Denying the accusation, Croatian spokesman Tolj said, “People want to diminish the brilliance of this military victory.”

In a region where 10,000 people died in brutal fighting and many thousands of Croats were driven away in the wake of the 1991 Croatian Serb rebellion, this time the Serbs left their homes behind.

At least 35,000 people lurched in convoys toward Serb-controlled areas of neighboring Bosnia on Sunday. The Bosnian Serb news agency SRNA said a column of refugees 12 miles long was streaming toward Serb-held territory from a mostly rural region in which an estimated 180,000 Serbs - a third of them soldiers - lived when the fighting began.

The United Nations said authorities in Banja Luka estimated that between 50,000-60,000 refugees would arrive in the next two days, and officials at the Serb-held Bosnian town of Prijedor said they were preparing to accommodate 15,000 in a soccer stadium. A U.N. spokesman warned of possible reprisals on minority communities of Croats and Muslims in Banja Luka.

Five fires continued to burn out of control in the heart of Knin, the Krajina capital, which was hit by 2,000 shells Friday and captured by the Croats on Saturday. The commander of the U.N. garrison in Knin reported that there had been extensive looting, Gunness said.

Croatian forces were not allowing peacekeepers to leave their base in Knin, Gunness said. One Canadian officer reported hearing sporadic shots from small arms, saying “it did not sound like combat.”

Gunness said the United Nations is “urgently demanding access to all towns, villages and rural areas affected by the fighting to address humanitarian problems and assess the human rights situation.”

Before the Serbs’ 1991 uprising against Croatia, Petrinja had a population of about 35,000, split fairly evenly between Serbs and Croats. After six months of fighting that ended with a January 1992 cease-fire, the Serbs had captured Krajina and expelled the Croats from the region. When the current fighting began, about 15,000 people lived in Petrinja. On Sunday, the city was deserted, smoking, in ruins.

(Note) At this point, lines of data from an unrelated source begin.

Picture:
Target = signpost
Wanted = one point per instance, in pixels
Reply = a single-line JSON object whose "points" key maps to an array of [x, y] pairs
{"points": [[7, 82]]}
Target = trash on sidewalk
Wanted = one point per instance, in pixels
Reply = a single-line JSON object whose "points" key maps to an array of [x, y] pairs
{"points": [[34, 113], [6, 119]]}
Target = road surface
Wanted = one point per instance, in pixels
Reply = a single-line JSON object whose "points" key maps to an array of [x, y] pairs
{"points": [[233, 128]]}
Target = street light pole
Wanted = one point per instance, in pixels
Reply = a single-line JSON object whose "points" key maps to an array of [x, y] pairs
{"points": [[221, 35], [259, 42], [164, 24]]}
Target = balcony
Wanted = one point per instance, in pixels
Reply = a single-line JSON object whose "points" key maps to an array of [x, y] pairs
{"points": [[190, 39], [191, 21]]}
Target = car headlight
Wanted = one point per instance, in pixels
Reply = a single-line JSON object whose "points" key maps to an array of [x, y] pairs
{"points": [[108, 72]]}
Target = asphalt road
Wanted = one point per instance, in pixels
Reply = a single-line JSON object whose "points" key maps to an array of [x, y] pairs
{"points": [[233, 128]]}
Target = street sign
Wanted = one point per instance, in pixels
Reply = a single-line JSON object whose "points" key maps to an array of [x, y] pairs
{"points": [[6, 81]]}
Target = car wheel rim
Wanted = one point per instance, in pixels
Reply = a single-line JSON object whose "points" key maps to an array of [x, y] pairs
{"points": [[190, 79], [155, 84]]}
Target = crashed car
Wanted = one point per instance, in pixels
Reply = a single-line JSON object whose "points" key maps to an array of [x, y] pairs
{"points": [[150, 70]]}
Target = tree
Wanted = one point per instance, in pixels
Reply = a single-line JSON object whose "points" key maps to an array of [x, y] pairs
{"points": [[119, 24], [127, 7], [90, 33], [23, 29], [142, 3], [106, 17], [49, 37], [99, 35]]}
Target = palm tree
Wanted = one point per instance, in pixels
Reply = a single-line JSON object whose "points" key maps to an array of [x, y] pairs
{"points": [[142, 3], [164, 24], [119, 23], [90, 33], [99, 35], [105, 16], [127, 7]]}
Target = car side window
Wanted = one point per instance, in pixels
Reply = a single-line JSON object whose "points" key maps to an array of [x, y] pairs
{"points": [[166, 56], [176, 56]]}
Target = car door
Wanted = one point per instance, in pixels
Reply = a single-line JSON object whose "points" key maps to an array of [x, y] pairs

“I would like to call on the (Serbian) rebels in the name of life and sanity to surrender. … Further resistance is insane. It has no political foundation or moral right,” Tolj told a news conference.

The Bosnian government’s 5th Corps, pushing out of the Muslim enclave of Bihac, helped cut off retreat from the fighting, and Croatian sources said troops of a renegade Muslim warlord who had sided with the Krajina Serbs were surrendering in large numbers.

The Krajina Serbs’ Bosnian allies did not offer significant support, and Serbia posed only rhetorical challenge to Tudjman’s swift and successful weekend gamble.

U.S. Secretary of State Warren Christopher, interviewed from Vietnam on ABC’s “This Week With David Brinkley,” said that Croatia’s military offensive against the rebel Serbs could have the positive effect of leading to a negotiated settlement to the regional conflict.

“We certainly didn’t want this to happen,” Christopher said of the massive Croatian assault against Serb-held areas of Croatia. “But the facts may possibly give rise to a new strategic situation which could turn out to our advantage.”